We recently spoke with Doug Cahill, senior analyst and group director at Enterprise Strategy Group, to get his take on the importance of the DevSecOps approach as well as how to retool organizations to adopt the emerging principle.
Q: Cyber security is often not an integral part of the DevOps roadmap. What are the dangers of such a siloed approach and what is the impact on the business?
A: Application development is now often being driven out of line of business, outside of the purview of centralized IT and cyber security teams. That’s because there’s a need to get new applications into production, or update applications already in production, as quickly as possible.
The risk of not having security integrated in a decentralized IT and application development approach is that there are too often no security controls applied. That means that too often new “code-as-infrastructure” is getting deployed into production for which security wasn’t contemplated at all.
Another problem is the use of default settings. Some basic examples are server workloads that are provisioned in the public cloud without going through a jump host or single proxy, which means they can be subject to being port scanned. Another common mistake is the lack of appropriate authentication controls; use of multifactor authentication (MFA) is something that a security practitioner would champion, but without security involvement in the DevOps process, it may not be thought about.
The risk to the business is as more application infrastructure becomes public cloud resident, we’re finding more of that is business-critical and sensitive. That exposes the organization to a variety of cyber security threats, both internal and external.
Q: Explain the schism between DevOps and cyber security teams that leads to siloed operations and failure to embrace more integrated DevSecOps practices.
A: It is really based in competing objectives. The AppDev and DevOps teams are chartered with moving quickly, getting new applications to production and updating those applications iteratively based on feedback from the market. Security, on the other hand, is chartered with making sure those applications behave in their intended state, meaning they are not compromised. Therefore, security professionals generally take a more deliberate, methodical approach to their job.
Security practitioners sometimes see DevOps akin to running with scissors—bad things happen when you move fast, from their perspective.

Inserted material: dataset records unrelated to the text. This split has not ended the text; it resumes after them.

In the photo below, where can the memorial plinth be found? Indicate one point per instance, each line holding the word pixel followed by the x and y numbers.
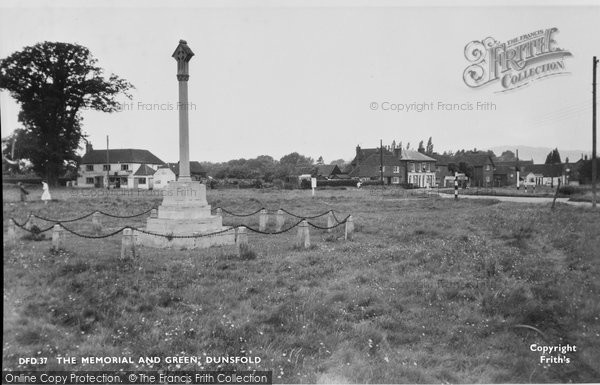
pixel 184 211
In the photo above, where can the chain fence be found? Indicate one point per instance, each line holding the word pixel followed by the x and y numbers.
pixel 36 230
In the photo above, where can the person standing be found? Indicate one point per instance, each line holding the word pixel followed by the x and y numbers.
pixel 46 193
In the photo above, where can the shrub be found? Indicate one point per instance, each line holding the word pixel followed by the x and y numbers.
pixel 337 183
pixel 569 190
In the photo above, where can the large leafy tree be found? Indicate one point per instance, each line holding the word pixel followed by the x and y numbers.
pixel 553 157
pixel 53 82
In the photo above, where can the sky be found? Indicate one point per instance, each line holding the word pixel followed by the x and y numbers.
pixel 314 77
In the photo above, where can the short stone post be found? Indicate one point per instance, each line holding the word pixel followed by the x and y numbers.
pixel 127 244
pixel 279 220
pixel 303 237
pixel 349 228
pixel 262 220
pixel 330 221
pixel 241 240
pixel 56 237
pixel 11 237
pixel 96 224
pixel 30 222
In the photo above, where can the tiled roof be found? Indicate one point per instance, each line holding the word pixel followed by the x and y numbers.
pixel 443 160
pixel 195 168
pixel 416 156
pixel 144 170
pixel 327 169
pixel 547 170
pixel 370 166
pixel 126 155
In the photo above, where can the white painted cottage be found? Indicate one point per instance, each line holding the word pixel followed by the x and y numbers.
pixel 121 168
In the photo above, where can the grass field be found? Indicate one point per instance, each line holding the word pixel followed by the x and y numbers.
pixel 429 290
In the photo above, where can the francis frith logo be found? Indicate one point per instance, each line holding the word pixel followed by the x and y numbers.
pixel 515 63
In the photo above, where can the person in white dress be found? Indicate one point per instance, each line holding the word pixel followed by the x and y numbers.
pixel 46 194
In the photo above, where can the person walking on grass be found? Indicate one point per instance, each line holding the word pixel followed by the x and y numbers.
pixel 22 192
pixel 46 193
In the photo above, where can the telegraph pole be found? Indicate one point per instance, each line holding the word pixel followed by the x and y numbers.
pixel 107 166
pixel 381 160
pixel 594 133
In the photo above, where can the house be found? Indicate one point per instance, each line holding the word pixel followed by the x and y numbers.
pixel 481 163
pixel 397 165
pixel 505 172
pixel 326 171
pixel 546 175
pixel 118 168
pixel 197 172
pixel 443 176
pixel 163 176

DevOps, on the other hand, thinks security is just going to slow them down. In reality, there is a way to secure infrastructure at the speed of DevOps, so it’s a misunderstanding based on competing objectives. The gap can be closed, but the first thing is to understand that there is a gap.
Q: There’s a lot of talk about “shifting security left,” but also “shifting security right.” Can you explain what is meant by both and how it addresses integrated DevSecOps best practices.

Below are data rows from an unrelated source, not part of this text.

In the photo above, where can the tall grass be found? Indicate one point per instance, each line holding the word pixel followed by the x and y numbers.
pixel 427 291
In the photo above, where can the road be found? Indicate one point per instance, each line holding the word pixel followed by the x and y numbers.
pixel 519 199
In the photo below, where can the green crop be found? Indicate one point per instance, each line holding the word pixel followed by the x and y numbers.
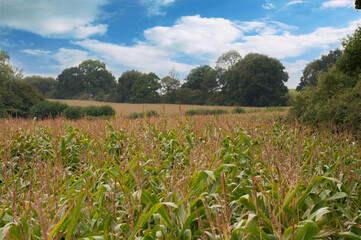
pixel 201 177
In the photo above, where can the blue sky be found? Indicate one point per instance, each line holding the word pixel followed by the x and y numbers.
pixel 43 37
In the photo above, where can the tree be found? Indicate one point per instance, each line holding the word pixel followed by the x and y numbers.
pixel 45 85
pixel 314 68
pixel 195 77
pixel 87 81
pixel 258 80
pixel 144 89
pixel 125 84
pixel 16 97
pixel 97 78
pixel 227 60
pixel 337 98
pixel 71 84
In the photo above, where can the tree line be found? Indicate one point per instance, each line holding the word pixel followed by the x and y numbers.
pixel 255 80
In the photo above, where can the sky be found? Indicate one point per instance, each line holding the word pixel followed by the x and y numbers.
pixel 43 37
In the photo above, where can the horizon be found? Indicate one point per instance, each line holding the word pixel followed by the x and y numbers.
pixel 45 38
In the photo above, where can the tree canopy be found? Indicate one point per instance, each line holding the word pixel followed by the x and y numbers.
pixel 87 81
pixel 16 96
pixel 337 98
pixel 314 68
pixel 258 80
pixel 45 85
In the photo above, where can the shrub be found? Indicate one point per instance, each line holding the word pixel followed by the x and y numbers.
pixel 275 109
pixel 337 99
pixel 47 109
pixel 74 112
pixel 238 110
pixel 204 111
pixel 98 111
pixel 135 115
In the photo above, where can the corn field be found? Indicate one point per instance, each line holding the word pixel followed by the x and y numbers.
pixel 230 176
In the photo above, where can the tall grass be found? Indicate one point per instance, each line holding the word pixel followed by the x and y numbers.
pixel 200 177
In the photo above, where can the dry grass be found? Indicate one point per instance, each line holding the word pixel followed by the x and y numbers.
pixel 123 109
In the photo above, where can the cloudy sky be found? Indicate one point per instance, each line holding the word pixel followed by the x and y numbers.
pixel 44 37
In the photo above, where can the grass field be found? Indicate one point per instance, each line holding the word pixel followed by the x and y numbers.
pixel 123 109
pixel 232 176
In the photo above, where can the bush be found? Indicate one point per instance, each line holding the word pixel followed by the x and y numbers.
pixel 275 109
pixel 74 112
pixel 204 111
pixel 98 111
pixel 47 109
pixel 238 110
pixel 143 114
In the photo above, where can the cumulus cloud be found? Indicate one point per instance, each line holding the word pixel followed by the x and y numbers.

A: The shift security left, shift security right metaphors are akin to the notion of having security bolted in versus bolted on. Traditionally, security has been bolted on; it hasn’t always necessarily been part of the design center. The world of continuous integration and continuous delivery (CI/CD) is really an opportunity to bake security into all environments and stages from development to test to production environments. We can think of shift left as pre-deployment and shift right as runtime. The notes to shift right is a reminder that we still have to apply runtime controls to those production servers and applications to protect them from intrusions. This includes things like appropriate access controls in terms of updating host-based firewalls, anti-malware controls, and anti-exploit controls.
Q: Why should a company integrate security processes and controls with DevOps?

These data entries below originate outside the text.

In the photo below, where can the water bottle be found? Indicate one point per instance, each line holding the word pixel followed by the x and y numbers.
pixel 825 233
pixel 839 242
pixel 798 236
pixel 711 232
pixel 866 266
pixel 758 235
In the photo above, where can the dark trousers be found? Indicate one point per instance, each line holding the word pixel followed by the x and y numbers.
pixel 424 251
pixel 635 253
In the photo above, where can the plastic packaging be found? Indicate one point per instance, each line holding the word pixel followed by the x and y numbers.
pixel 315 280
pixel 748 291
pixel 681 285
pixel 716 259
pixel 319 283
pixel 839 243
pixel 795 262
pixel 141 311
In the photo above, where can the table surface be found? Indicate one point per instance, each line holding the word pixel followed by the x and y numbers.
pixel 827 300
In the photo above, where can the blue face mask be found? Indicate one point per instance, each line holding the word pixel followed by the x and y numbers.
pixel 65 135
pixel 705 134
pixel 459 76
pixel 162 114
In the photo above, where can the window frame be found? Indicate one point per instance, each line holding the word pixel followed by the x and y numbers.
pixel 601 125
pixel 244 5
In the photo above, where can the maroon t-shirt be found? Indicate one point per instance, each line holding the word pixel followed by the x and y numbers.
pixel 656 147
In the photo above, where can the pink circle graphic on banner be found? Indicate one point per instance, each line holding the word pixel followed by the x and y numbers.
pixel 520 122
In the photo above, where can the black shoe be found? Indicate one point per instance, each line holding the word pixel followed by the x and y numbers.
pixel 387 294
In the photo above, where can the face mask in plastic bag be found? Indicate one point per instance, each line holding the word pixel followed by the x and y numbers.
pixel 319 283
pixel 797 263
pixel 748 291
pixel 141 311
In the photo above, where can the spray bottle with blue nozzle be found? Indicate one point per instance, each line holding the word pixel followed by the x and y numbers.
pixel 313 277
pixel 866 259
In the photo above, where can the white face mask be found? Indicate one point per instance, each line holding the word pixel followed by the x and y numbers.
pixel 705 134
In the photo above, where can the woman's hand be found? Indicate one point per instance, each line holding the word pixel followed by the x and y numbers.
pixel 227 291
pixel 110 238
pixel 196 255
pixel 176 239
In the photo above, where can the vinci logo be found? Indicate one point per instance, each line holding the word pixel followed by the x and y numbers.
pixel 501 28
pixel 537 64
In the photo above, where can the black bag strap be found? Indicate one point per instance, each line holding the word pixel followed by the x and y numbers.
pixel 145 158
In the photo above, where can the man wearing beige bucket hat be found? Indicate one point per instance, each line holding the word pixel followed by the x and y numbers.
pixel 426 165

A: There are a number of really compelling benefits to integrating security into the CI/CD pipelines, something sometime referred to as DevSecOps. One is the ability to secure at scale. Just as groups autoscale based on the capacity requirements of the application, security will be automatically integrated with the way you orchestrate and provision the new server.
Integrating security controls helps organizations meet and maintain compliance with regulations such as PCI and DSS as environments are provisioned and managed through the DevOps processes. It’s really about security and compliance at scale, but there is also a level of efficiency. If you can automate applying the right security controls based on the role of the server workload, it’s a highly efficient approach. There are so many corollaries in terms of project work—we know if we have to go back and do things later, it’s much less efficient than doing it right the first time.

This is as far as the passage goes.